Summary Protein does not have any negative effects on kidney function in healthy people and studies show that it leads to improved bone health.

The best sources of protein are meats, fish, eggs and dairy products, as they have all the essential amino acids that your body needs.

Some plants are fairly high in protein as well, such as quinoa, legumes and nuts.

However, most people generally don’t need to track their protein intake.

If you're a healthy person trying to stay healthy, then simply eating quality protein with most of your meals, along with nutritious plant foods should bring your intake to an optimal range.

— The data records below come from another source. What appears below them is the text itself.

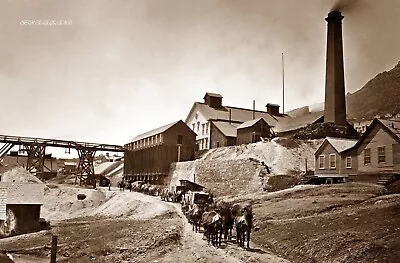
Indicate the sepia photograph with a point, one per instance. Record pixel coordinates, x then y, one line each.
210 131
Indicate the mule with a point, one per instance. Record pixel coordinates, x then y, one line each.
244 224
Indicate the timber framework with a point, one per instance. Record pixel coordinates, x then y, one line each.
36 147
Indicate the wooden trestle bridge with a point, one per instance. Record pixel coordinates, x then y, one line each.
35 149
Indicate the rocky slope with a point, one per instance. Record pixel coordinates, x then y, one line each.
378 97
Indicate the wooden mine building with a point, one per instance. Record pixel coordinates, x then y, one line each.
148 156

This is a very common misunderstanding.

In nutrition science, "grams of protein" refers to grams of the macronutrient protein, not grams of a protein-containing food like meat or eggs.

An 8-ounce serving of beef weighs 226 grams but only contains 61 grams of actual protein. Similarly, a large egg weighs 46 grams but only packs 6 grams of protein.

If you’re at a healthy weight, don't lift weights and don't exercise much, then aiming for 0.36–0.6 grams per pound (0.8–1.3 gram per kg) is a reasonable estimate.

This amounts to:

  • 56–91 grams per day for the average male.
  • 46–75 grams per day for the average female.

But given that there is no evidence of harm and a significant evidence of benefit, it’s likely better for most people to err on the side of more protein rather than less.